O texto prevê um aumento escalonado: 10 dias do primeiro ao segundo ano de vigência, 15 dias entre o segundo e o terceiro ano e 20 dias a partir do quarto ano. A licença poderá ser dividida em dois períodos a pedido do trabalhador.
O benefício, com remuneração integral, será concedido em casos de nascimento, adoção ou guarda judicial para fins de adoção. A proposta também cria o “salário-paternidade”, de mesma duração e abrangência que o salário-maternidade, pago pelo INSS.
O projeto altera a Consolidação das Leis do Trabalho (CLT) e inclui mecanismos para que empresas possam receber incentivos fiscais ao aderirem à licença.
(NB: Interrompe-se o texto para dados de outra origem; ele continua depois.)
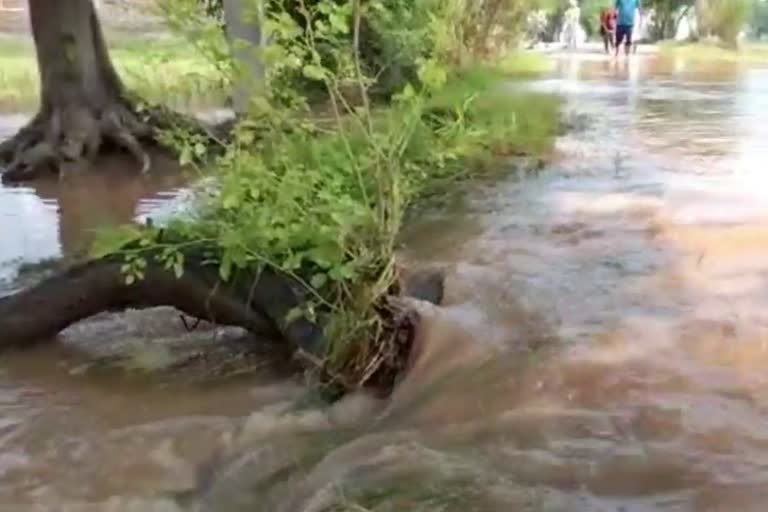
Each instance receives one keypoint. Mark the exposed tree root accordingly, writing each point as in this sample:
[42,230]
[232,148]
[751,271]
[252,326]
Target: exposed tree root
[76,135]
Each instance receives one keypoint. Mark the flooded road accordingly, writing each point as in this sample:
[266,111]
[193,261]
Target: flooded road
[603,345]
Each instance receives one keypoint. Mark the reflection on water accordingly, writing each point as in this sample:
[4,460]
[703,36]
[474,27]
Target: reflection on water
[53,218]
[603,345]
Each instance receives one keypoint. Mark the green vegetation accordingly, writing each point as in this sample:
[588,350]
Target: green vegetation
[317,178]
[166,71]
[723,18]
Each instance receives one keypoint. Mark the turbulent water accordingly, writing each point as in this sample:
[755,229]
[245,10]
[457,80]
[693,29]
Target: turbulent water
[603,345]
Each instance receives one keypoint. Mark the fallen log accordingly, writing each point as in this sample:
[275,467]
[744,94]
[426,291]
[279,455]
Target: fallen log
[258,303]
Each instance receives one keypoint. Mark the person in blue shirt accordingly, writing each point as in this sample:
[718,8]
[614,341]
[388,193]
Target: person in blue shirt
[626,10]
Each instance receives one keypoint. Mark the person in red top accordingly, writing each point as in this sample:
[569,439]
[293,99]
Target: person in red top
[608,28]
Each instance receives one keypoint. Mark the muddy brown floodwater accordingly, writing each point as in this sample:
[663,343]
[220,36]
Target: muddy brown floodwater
[603,345]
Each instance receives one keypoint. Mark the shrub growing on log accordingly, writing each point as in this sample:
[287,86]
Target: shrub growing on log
[297,238]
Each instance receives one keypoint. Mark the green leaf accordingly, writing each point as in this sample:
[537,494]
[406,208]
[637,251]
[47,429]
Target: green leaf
[225,269]
[314,72]
[293,315]
[339,23]
[318,281]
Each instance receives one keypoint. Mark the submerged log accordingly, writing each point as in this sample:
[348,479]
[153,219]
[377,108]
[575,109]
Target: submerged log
[259,304]
[40,312]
A concessão da licença poderá ser suspensa pela Justiça caso o pai seja acusado de violência doméstica ou abandono material.
O texto ainda estabelece que o aumento da licença para 20 dias dependerá do cumprimento das metas fiscais definidas pela Lei de Diretrizes Orçamentárias (LDO). Caso as metas não sejam atingidas, a ampliação só entra em vigor dois anos depois.